Ed Bennett’s Decibel Ensemble is a 10-piece ensemble of Irish and UK musicians standing in a collective call for action. Cherry will perform with the ensemble, interweaving her texts throughout this expansive composition ranging from music of huge energy and rage to quiet and delicate introspection.
All Earth Once Drowned will have its World Premiere at the New Music Dublin Festival on 4 April, following performances in London and Belfast. More information here.
Awards
Edson Burton has won the Tinniswood Award for the best original audio drama script broadcast in 2024 for his BBC Radio 4 play Man Friday, a re-imagining of Daniel Defoe’s classic, Robinson Crusoe. Presented by actor and writer Paterson Joseph (pictured here with Edson), Edson’s win was announced at the BBC Audio Awards on Sunday 30 March.
The Tinniswood Award was established by the Writers Guild of Great Britain and The Society of Authors to celebrate high standards in radio drama and perpetuate the memory of writer Peter Tinniswood (1936-2003) and comes with a £3,000 prize donated by the Society of Authors.
Man Friday is available on BBC Sounds. Listen here.
Roy Williams has been awarded one of this year’s Windham-Campbell Prizes.
He is one of eight authors of fiction, nonfiction, poetry, and drama to receive this year’s international award in recognition of literary achievements or promise.

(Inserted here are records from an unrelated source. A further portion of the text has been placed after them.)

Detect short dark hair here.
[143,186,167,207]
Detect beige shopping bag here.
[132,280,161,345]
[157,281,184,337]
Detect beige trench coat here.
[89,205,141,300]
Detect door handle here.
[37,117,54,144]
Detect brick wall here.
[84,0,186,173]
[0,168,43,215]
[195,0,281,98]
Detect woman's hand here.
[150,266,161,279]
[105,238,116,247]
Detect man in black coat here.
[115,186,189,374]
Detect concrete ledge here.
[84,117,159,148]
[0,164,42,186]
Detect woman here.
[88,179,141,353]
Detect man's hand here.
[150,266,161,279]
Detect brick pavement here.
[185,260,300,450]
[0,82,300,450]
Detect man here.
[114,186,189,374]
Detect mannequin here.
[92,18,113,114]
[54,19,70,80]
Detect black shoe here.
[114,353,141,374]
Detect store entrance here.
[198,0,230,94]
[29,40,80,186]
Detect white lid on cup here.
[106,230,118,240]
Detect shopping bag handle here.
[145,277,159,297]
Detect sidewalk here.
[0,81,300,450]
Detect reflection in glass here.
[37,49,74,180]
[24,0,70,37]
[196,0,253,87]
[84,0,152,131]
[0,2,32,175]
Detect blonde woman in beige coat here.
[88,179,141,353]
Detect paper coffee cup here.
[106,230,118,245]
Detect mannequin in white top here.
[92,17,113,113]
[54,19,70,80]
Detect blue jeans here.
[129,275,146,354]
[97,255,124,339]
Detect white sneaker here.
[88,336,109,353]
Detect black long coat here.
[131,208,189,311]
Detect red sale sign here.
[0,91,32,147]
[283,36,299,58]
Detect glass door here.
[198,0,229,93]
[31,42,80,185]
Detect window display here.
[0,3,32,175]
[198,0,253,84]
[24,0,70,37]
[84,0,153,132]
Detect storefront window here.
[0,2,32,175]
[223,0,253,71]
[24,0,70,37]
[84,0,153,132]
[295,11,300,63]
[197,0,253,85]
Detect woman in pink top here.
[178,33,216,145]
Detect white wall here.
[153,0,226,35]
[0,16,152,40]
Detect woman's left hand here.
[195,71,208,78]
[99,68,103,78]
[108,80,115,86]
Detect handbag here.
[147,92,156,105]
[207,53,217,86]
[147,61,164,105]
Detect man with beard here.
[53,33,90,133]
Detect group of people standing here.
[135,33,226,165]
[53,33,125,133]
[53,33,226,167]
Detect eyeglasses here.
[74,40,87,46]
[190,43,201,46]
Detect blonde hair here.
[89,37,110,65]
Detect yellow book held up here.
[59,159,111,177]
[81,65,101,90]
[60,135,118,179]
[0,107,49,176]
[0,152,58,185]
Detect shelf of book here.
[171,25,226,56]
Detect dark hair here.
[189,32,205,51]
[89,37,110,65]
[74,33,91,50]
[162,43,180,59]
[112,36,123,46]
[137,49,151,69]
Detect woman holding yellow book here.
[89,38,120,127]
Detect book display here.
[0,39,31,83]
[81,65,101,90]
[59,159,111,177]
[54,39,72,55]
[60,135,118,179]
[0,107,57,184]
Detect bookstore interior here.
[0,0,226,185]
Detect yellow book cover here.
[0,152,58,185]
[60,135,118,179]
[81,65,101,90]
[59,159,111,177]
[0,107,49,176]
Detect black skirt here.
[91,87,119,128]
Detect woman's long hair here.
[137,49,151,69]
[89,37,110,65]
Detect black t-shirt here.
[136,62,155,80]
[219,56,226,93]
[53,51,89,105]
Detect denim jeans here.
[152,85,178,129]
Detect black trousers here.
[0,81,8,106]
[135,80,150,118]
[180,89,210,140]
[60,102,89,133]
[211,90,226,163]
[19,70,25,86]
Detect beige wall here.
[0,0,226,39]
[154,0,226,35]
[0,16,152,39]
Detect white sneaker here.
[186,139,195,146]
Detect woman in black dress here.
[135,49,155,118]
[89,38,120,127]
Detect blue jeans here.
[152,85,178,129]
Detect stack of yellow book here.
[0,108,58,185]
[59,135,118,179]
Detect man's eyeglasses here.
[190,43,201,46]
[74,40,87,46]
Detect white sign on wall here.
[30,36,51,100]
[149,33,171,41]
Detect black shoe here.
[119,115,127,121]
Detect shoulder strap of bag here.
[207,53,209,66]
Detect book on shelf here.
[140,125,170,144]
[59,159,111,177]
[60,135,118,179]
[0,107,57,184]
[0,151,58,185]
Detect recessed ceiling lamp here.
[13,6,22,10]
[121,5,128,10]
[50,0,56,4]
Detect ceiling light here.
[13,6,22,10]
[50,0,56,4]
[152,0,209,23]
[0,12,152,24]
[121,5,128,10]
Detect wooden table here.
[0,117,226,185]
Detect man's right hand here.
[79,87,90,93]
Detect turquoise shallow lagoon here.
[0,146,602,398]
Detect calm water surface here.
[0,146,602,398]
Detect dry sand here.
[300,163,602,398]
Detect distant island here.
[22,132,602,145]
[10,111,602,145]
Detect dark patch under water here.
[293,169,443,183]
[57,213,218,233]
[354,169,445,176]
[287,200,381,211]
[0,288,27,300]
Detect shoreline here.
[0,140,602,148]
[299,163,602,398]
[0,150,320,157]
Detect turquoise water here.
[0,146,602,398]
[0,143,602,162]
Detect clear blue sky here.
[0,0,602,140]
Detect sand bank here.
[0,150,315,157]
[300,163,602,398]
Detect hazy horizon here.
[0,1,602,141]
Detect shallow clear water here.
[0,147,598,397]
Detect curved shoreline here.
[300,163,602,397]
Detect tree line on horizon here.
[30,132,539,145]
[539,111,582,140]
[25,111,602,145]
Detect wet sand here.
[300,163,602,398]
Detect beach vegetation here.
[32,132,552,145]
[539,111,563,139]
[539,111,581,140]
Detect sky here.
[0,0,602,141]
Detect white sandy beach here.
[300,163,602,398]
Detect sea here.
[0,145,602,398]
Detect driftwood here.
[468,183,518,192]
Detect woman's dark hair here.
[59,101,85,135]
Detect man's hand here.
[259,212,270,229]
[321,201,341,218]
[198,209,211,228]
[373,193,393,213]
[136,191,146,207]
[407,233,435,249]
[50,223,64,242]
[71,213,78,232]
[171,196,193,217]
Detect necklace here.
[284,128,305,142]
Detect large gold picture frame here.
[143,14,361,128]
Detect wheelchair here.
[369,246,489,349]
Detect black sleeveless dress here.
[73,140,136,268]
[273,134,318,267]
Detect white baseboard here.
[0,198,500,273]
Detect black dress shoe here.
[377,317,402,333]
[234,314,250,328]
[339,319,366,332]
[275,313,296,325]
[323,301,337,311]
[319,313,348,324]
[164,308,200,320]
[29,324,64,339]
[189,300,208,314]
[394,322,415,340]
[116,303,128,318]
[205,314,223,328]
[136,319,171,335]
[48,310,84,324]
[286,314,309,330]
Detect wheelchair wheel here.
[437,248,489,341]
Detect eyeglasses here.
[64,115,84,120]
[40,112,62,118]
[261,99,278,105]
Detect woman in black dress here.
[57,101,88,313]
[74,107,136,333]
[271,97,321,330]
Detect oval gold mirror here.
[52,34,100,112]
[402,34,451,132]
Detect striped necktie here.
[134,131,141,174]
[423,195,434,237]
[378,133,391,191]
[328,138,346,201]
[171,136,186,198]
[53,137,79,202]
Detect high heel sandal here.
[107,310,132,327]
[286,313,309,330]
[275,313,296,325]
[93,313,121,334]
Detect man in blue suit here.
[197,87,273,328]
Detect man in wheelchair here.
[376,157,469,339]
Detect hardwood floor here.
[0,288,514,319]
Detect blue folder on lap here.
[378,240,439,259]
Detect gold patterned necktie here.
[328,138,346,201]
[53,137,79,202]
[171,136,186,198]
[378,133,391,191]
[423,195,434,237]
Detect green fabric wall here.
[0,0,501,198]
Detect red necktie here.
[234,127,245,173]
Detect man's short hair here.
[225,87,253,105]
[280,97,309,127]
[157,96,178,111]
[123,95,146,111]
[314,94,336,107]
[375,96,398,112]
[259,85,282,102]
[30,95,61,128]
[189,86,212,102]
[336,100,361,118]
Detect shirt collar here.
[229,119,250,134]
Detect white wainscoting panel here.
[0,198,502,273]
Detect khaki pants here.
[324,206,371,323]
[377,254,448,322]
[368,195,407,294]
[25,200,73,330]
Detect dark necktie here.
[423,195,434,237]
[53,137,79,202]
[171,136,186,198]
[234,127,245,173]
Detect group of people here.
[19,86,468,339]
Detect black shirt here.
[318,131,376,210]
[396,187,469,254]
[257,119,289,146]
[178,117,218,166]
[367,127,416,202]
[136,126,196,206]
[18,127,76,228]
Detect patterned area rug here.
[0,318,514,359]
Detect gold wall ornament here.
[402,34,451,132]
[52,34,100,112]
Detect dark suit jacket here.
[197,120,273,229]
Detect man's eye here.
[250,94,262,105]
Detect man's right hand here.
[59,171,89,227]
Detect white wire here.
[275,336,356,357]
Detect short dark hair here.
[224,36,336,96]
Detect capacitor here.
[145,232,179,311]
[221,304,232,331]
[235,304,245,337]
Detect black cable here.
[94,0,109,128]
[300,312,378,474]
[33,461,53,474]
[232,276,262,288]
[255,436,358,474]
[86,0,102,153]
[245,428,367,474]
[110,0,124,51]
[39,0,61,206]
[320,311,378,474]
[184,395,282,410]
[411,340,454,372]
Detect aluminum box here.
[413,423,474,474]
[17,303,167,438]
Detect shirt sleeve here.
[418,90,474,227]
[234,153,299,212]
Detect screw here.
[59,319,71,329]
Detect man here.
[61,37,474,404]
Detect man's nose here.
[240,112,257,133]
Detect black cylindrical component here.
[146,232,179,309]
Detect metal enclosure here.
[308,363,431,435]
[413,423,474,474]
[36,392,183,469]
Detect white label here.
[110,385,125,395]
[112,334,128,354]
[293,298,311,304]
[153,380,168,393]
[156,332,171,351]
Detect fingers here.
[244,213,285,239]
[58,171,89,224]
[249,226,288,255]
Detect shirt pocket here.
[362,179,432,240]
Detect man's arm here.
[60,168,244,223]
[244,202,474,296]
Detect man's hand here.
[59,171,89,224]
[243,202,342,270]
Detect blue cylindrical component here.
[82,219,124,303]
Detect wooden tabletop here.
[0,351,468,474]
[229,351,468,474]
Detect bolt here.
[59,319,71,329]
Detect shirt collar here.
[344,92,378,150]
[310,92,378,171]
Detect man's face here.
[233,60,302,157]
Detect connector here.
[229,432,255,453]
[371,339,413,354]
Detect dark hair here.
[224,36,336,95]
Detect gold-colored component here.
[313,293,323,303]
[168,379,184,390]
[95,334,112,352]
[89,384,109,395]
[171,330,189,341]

Roy, along with fellow British playwright Matilda Feyiṣayọ Ibini, will each receive $175,000 to support their work.
The other 2025 recipients of Windham-Campbell Prizes are Anthony V. Capildeo, Rana Dasgupta, Tongo Eisen-Martin, Anne Enright, Sigrid Nunez and Patricia J. Williams.
Events and appearances
Charlie Hill is co-organising …With radiant hearts to a new adventure, an evening of storytelling in support of the Birmingham Hospice on 10 April.
The event will feature readings from six short story experts: Alan Beard, Kavita Bhanot, Helen Cross, Meave Haughey, Charlie Hill and Malachi McIntosh.
Claudine Toutoungi will be at Cuirt International Festival of Literature, Galway, Ireland on 11 April reading from her latest collection, Emotional Support Horse.
For more information and to buy tickets, visit the Cuirt Festival website.
Horatio Clare will be at Sherborne Travel Writing Festival on 13 April, talking about ways of travelling through trauma and his new book, Your Journey Your Way – How to Make the Mental Health System Work for You.
Building on his earlier book, Adventures in a Strange Country, Horatio will map the troubled mind, looking at the causes of mental health crises and how they can be turned to healing, recovery and post-traumatic growth.